SQL Server 2008 improved mirroring by compressing the data stream, thereby lowering the bandwidth requirements between the mirroring partners.
In one of the most underrated features of all time, Microsoft even used mirroring to recover from storage corruption. When the primary server detected a corrupt page on disk, it asked the mirror for its copy of the page, and automatically repaired the damage without any DBA intervention whatsoever. Automatic page repair doesn’t get nearly the press it deserves, just silently working away in the background saving the DBA’s bacon.
Database Mirroring’s Drawbacks
While SQL Server was able to read the mirror’s copy of the data to accomplish page repairs, the rest of us weren’t given the ability to do anything helpful with the data. We couldn’t directly access the database. The best we could do is take a snapshot of that database and query the snapshot, but that snapshot was frozen in time – not terribly useful if we want to shed load from the production server. I wanted the ability to run read-only queries against the mirror for reporting purposes or for queries that could live with data a few minutes old. Some companies implemented a series of snapshots for end user access, but this was cumbersome to manage.

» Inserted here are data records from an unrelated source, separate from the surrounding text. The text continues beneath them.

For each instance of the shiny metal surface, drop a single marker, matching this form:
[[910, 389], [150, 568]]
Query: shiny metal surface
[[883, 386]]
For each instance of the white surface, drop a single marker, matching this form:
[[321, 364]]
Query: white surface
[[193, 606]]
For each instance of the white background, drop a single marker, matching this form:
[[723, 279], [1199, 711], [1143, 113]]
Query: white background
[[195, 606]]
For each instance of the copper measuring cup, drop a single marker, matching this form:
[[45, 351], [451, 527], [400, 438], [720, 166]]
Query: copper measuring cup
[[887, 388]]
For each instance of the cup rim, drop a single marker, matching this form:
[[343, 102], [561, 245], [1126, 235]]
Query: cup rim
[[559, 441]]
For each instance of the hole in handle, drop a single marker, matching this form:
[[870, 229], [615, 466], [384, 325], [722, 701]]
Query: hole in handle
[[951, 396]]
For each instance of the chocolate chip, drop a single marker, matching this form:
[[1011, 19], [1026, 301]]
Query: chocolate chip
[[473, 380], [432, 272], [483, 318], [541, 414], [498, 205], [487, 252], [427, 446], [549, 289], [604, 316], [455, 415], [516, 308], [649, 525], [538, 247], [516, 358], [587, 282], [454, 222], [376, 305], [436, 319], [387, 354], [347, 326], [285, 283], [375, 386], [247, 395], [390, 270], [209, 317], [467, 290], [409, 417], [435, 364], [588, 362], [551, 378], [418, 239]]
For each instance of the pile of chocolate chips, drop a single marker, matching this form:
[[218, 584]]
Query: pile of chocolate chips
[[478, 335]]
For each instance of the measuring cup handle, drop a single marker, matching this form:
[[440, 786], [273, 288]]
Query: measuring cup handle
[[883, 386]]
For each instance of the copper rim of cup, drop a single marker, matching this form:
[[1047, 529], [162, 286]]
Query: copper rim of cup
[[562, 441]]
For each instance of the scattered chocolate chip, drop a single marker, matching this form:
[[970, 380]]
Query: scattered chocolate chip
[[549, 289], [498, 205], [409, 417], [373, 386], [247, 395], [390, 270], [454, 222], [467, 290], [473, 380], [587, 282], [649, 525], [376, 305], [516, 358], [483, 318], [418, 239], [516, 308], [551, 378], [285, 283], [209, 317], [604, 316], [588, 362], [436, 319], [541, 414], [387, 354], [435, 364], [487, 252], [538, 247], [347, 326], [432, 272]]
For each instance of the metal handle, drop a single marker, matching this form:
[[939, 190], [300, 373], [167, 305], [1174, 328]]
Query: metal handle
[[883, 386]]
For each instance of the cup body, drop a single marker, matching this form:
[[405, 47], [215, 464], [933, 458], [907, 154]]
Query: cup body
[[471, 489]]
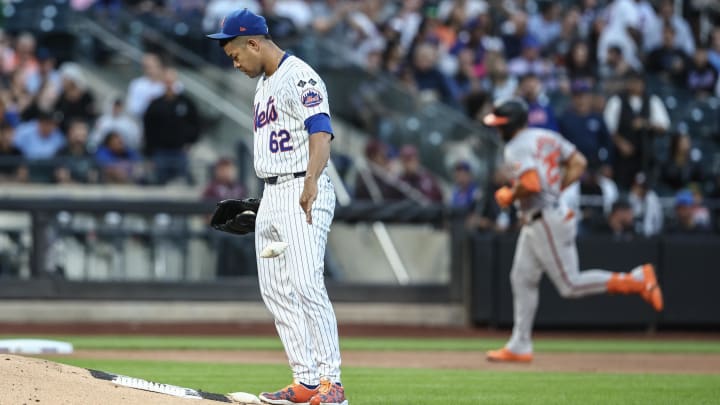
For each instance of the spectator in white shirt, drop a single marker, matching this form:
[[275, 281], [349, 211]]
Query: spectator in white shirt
[[623, 24], [646, 207], [144, 89], [115, 119]]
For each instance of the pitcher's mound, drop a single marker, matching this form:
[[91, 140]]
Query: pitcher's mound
[[36, 381]]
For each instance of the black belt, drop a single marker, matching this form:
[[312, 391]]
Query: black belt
[[274, 179]]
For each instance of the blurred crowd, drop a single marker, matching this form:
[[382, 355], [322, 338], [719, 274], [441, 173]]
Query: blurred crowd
[[632, 83], [53, 128]]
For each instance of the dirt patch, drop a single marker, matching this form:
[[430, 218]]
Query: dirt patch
[[346, 330], [660, 363], [32, 381]]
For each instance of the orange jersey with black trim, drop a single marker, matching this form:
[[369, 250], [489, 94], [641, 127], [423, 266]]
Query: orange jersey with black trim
[[542, 151]]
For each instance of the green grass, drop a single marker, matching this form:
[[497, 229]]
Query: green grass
[[394, 344], [420, 386]]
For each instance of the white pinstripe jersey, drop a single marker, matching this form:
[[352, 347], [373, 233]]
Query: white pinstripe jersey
[[544, 151], [283, 101]]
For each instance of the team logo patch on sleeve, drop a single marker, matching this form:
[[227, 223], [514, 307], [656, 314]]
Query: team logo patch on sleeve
[[311, 98]]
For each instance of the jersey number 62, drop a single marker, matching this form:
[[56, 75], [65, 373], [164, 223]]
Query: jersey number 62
[[279, 141]]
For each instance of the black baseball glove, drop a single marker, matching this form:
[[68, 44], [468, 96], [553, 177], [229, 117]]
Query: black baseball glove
[[235, 216]]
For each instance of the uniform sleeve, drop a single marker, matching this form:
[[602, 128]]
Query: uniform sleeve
[[612, 114], [307, 95]]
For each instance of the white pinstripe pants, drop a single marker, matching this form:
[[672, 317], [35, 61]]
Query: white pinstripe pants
[[292, 284], [547, 245]]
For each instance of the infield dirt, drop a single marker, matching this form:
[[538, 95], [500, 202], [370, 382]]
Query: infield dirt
[[30, 381], [36, 381]]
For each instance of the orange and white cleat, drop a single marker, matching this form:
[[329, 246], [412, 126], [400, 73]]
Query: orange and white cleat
[[506, 356], [293, 394], [329, 393]]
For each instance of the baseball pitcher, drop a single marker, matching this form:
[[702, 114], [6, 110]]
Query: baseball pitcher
[[292, 135], [543, 163]]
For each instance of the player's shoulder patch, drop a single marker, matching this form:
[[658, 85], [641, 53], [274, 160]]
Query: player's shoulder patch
[[311, 97]]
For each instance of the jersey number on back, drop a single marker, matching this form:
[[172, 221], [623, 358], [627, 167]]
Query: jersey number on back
[[549, 152], [279, 141]]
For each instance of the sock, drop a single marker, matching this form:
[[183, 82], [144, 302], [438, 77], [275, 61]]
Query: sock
[[637, 273]]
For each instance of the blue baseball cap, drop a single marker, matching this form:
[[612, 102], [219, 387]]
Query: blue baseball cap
[[684, 198], [241, 23]]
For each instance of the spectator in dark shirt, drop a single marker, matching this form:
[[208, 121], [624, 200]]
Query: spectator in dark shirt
[[465, 191], [515, 34], [75, 101], [418, 178], [669, 61], [586, 128], [540, 112], [633, 118], [8, 116], [429, 79], [620, 222], [488, 216], [377, 183], [686, 220], [40, 139], [702, 77], [279, 26], [75, 162], [224, 184], [681, 167], [171, 126], [118, 163], [12, 167], [580, 67]]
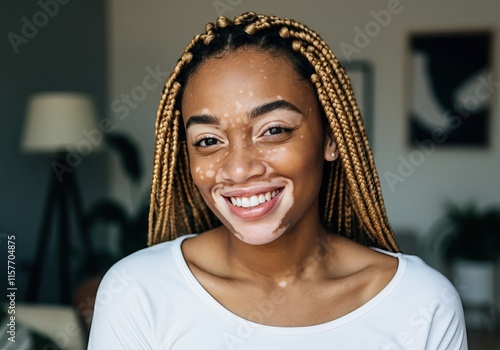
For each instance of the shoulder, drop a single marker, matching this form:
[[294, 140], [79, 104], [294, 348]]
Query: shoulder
[[144, 272]]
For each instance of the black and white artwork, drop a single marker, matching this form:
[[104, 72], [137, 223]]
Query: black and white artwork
[[451, 85]]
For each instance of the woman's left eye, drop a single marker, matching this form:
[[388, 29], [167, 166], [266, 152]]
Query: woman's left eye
[[276, 130]]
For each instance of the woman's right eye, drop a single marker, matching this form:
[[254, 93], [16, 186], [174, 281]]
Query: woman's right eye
[[206, 142]]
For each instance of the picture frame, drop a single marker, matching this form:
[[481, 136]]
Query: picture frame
[[449, 88]]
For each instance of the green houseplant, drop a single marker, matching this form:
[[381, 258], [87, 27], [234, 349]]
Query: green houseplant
[[467, 240], [474, 232]]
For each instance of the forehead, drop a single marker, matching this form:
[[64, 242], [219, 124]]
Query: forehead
[[244, 77]]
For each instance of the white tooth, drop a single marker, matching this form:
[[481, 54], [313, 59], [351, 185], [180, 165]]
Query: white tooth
[[245, 203], [262, 198], [254, 201]]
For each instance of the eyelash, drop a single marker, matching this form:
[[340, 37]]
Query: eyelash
[[282, 129], [197, 143]]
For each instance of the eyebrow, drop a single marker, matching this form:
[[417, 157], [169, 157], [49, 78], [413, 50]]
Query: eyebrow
[[207, 119]]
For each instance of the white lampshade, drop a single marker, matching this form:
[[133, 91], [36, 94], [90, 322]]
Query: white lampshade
[[58, 121]]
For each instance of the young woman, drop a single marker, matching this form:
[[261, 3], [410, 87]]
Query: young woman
[[267, 224]]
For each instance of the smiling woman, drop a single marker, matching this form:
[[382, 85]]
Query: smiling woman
[[267, 224]]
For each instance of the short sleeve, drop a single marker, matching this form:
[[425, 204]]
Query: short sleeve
[[447, 327]]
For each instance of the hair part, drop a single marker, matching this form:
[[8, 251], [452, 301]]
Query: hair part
[[350, 197]]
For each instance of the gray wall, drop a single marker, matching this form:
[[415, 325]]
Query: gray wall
[[66, 53]]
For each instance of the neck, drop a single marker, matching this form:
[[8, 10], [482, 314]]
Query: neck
[[298, 254]]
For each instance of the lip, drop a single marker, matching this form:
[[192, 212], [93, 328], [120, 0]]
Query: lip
[[253, 213]]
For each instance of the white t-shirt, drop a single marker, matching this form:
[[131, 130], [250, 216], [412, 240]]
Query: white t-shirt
[[151, 300]]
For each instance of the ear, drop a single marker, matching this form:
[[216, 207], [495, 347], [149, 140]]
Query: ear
[[331, 152]]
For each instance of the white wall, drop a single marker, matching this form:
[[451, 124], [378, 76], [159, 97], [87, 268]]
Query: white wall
[[153, 32]]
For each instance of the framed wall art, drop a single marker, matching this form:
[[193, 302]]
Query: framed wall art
[[450, 88]]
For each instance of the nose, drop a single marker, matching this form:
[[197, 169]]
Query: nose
[[241, 164]]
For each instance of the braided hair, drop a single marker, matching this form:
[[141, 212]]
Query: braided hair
[[350, 198]]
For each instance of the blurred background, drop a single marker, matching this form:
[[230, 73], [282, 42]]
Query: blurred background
[[118, 54]]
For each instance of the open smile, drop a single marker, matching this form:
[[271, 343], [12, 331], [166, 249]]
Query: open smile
[[254, 200]]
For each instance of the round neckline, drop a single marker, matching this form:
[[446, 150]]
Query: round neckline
[[338, 322]]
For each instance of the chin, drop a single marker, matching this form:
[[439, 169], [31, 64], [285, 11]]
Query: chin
[[259, 235]]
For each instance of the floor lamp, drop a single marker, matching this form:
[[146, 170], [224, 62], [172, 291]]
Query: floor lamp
[[56, 123]]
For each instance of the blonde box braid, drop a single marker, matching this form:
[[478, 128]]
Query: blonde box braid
[[351, 196]]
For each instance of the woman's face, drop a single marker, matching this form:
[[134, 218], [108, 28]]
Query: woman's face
[[256, 143]]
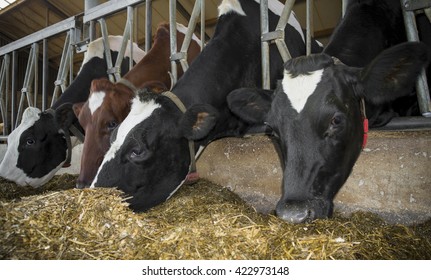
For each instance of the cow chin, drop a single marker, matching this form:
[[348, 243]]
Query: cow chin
[[303, 211]]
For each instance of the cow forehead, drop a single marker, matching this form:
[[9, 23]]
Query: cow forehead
[[140, 111], [96, 100], [299, 88]]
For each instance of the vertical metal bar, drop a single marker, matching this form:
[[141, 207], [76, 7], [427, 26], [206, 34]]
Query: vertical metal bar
[[14, 88], [344, 7], [421, 84], [264, 28], [188, 36], [202, 24], [45, 73], [108, 57], [4, 92], [36, 73], [130, 20], [70, 59], [173, 38], [148, 24], [309, 25], [6, 120]]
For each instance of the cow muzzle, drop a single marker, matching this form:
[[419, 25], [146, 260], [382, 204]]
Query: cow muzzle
[[303, 211]]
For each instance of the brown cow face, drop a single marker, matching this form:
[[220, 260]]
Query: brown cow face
[[106, 107]]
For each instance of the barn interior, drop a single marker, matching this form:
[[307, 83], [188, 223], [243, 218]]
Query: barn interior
[[391, 177]]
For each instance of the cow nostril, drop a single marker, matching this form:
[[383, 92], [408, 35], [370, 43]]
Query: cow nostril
[[81, 185], [295, 213]]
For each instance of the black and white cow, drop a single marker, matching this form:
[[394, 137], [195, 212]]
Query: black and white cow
[[37, 148], [149, 158], [315, 112]]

Unlike log shipping and replication, mirroring only allowed for two SQL Servers to be involved. We could either use mirroring for high availability inside the same datacenter, OR use it for disaster recovery with two servers in different datacenters, but not both. Due to this limitation, a common HA/DR scenario involved using a cluster for the production server (giving local high availability in the event of a server failure) combined with asynchronous mirroring to a remote site. This worked fairly well.
The next problem: database failovers are database-level events. DBAs can fail over one database from the principal to the secondary server, but can’t coordinate the failover of multiple databases simultaneously. In applications that required more than one database, this made automatic failover a non-option. We couldn’t risk letting SQL Server fail over just one database individually without failing over the rest as a group. Even if we tried to manage this manually, database mirroring sometimes still ran into problems when more than ten databases on the same server were mirrored.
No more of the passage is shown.